Spin forward to today and Muggs's recording setup looks very different. For the making of Cypress Hill's latest album, the brilliant, return‑to‑form psychedelic hip‑hop of Elephants On Acid, he worked using Logic in his LA studio. "I use a laptop with Logic," he says, "and I pretty much do everything in the box. Sometimes if samples are too clean, I'll throw them in the SP‑1200 and see how they sound.
"I love Logic 'cause that's the first thing I learned when it came to computers. Y'know, Ableton does some things better. But I just like Logic now that I'm locked into it. I think that every one of these programs is really good and they all have things that they do better than other ones. But my thing is, find something you like, and master it, so you don't even have to think about it any more. When you can create music without thinking, and it's just flowing, that's when it's good. When you're sitting there trying to learn and figure it out, it's too much, man."
Often Muggs finds himself trying to recreate some of the grittiness of the SP‑1200 in Logic. Instead of sampling records, though, these days he goes out and collaborates with others, which for Elephants On Acid included recording street musicians in Egypt and working with Warp Records artist Gonjasufi in the desert of Joshua Tree, California. "Creatively, in the box," he says, "I've figured out how to make it sound like samples now.

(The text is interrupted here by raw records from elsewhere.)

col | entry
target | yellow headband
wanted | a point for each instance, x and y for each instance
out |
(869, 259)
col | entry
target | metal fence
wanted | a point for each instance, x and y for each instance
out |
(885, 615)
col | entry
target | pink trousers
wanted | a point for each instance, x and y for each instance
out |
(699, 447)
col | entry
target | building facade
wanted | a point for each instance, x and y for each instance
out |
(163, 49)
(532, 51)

Even though 90 percent of the new album is live. You get into a place with Cypress Hill where you've gotta pay a lot of money for samples. So it's like, How do I create the same sound without using samples?"

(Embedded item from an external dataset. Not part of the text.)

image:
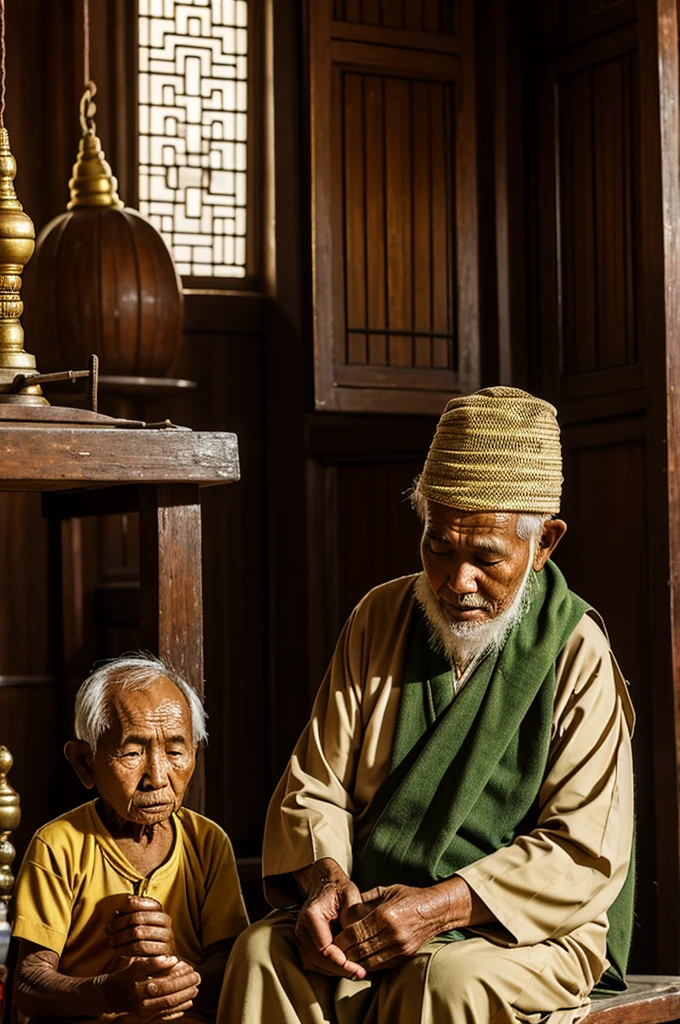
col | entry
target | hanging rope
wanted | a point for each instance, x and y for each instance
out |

Much of his technique now involves degrading sounds with plug‑ins and avoiding quantising. "I make my shit sound like a live band. I don't truncate it perfect, I don't lock it in on the grid. Does it feel right? Stop looking at it. It's like, How do I bring that feel from the first three records, but make it new? So I've got to keep one foot in 1993 and put one foot in 2018."
Meanwhile the legacy of 'Insane In The Brain' continues to grow. At last count, it has been sampled in no fewer than 58 tracks by other artists, including 'December 4th' by Jay‑Z, 'Vato' by Snoop Dogg and 'Yesterday' by the Black Eyed Peas. "Really?" laughs Muggs, jokingly. "Oh shit, I better start going and suing some people. Y'know, man, it's like you just started as a kid making shit off of your block and you see it going international. And for me to be able to travel the world and meet some of the cool people I've met, and see the world because of music that I just do for fun... I'm blessed. I've got the best job in the world.
As to why 'Insane In The Brain' has become a classic track, both Muggs and Joe Nicolo have their own theories. "It was really that beat and the hook and that twirly thing on the top of the record," says Nicolo. "It was just the perfect storm of those three elements that made everybody love that record."
"I think songs about going crazy, everybody can relate to them," decides Muggs with a laugh. "It was the bounce and B‑Real being the illest. But go back and look at all the songs about going crazy. I bet you most of them are hit songs."